Nous sommes le 1er décembre, journée mondiale du virus du Sida. Dramatique virus, tuant des personnes tous les jours dans le monde entier, veritable fléau de santé publique. Cependant la recherche et les médias s'investissent au profit de cette maladie (surement car elle touche AUSSI des occidentaux). Toutefois malgré le vif interet sucité par ce virus les scientifiques tardent a trouver un remède et un traitement qui pourrait sauver la vie de ces malades, malgré de gros moyens mis en place (peut etre que vendre une tritérapie est plus lucratif que d'investir dans une recherche plus radicale...)

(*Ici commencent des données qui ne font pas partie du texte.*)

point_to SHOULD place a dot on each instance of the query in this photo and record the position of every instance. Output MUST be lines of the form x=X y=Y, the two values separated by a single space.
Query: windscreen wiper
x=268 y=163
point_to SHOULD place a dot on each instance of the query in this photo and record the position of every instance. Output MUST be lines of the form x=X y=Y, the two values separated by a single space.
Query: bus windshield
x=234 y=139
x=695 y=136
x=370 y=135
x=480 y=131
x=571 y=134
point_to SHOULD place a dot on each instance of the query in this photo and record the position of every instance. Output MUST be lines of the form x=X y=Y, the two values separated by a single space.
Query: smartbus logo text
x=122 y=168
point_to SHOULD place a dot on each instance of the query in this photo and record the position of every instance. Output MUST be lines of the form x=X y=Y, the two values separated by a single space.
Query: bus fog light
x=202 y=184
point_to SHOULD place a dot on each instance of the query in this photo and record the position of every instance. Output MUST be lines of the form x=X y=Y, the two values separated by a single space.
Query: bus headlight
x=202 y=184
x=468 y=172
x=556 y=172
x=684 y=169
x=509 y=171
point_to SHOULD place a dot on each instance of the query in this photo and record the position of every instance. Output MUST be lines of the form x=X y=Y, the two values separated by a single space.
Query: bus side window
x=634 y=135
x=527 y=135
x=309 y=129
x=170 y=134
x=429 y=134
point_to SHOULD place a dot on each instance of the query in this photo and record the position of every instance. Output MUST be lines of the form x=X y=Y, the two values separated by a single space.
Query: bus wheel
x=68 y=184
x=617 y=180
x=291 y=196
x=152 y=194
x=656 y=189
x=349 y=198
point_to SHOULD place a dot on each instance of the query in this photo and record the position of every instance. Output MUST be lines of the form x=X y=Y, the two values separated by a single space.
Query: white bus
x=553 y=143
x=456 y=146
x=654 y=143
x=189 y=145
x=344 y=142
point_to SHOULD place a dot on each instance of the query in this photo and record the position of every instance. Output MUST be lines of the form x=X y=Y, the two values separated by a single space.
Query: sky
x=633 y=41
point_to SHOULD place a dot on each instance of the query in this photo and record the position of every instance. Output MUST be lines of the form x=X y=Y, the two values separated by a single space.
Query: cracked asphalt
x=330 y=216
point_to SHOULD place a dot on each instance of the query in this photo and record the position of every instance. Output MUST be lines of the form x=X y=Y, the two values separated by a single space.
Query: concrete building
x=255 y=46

                              

Quoi qu'il en soit aujourd'hui je voulais aussi faire preuve de mon dégout envers la communauté internationale qui manque totalement de solidarité malgré ces apparents artifices autour du Sida. Il y a un autre virus qui lui tue plus que le  Sida, qui est meme la maladie qui touche le plus de personnes dans le monde : Le paludisme.

Plus d'un million de personnes meurent du paludisme chaque année. Certaines estimations font état de chiffres allant jusqu'à 2,7 millions de personnes.
90 % des décès ont lieu en Afrique sub-saharienne.
70 % des victimes sont des enfants de moins de 5 ans.
C'est un enfant qui meurt du paludisme toutes les 30 secondes en Afrique.
 Pour vous donner un ordre d'idée, c'est comme si 7 gros porteurs ne comptant à leur bord que des enfants disparaissaient chaque jour des suites du paludisme.

Dramatique bilan, suplantant celui du sida mais pourtant jamais on en entend dire un mot. Aucune mobilisation.rien. "L'occident" si solidaire, si puissant, capable d'envoyer des engin sur des sattelites de jupiter est a peine capable d'envoyer de l'aide sanitaire dans ces pays d'afriques oubliés. C'est vrai que pour un labo il est beaucoup plus rentable de vendre un traitement pour la grippe a un francais qu'à se lancer dans une recherche contre le paludisme  très couteuse.

On rentre donc dans une societé ou même la santé publique est soumise aux lois du bussiness et du commerce international, laissant la solidarité aux plateaux des chaines tv.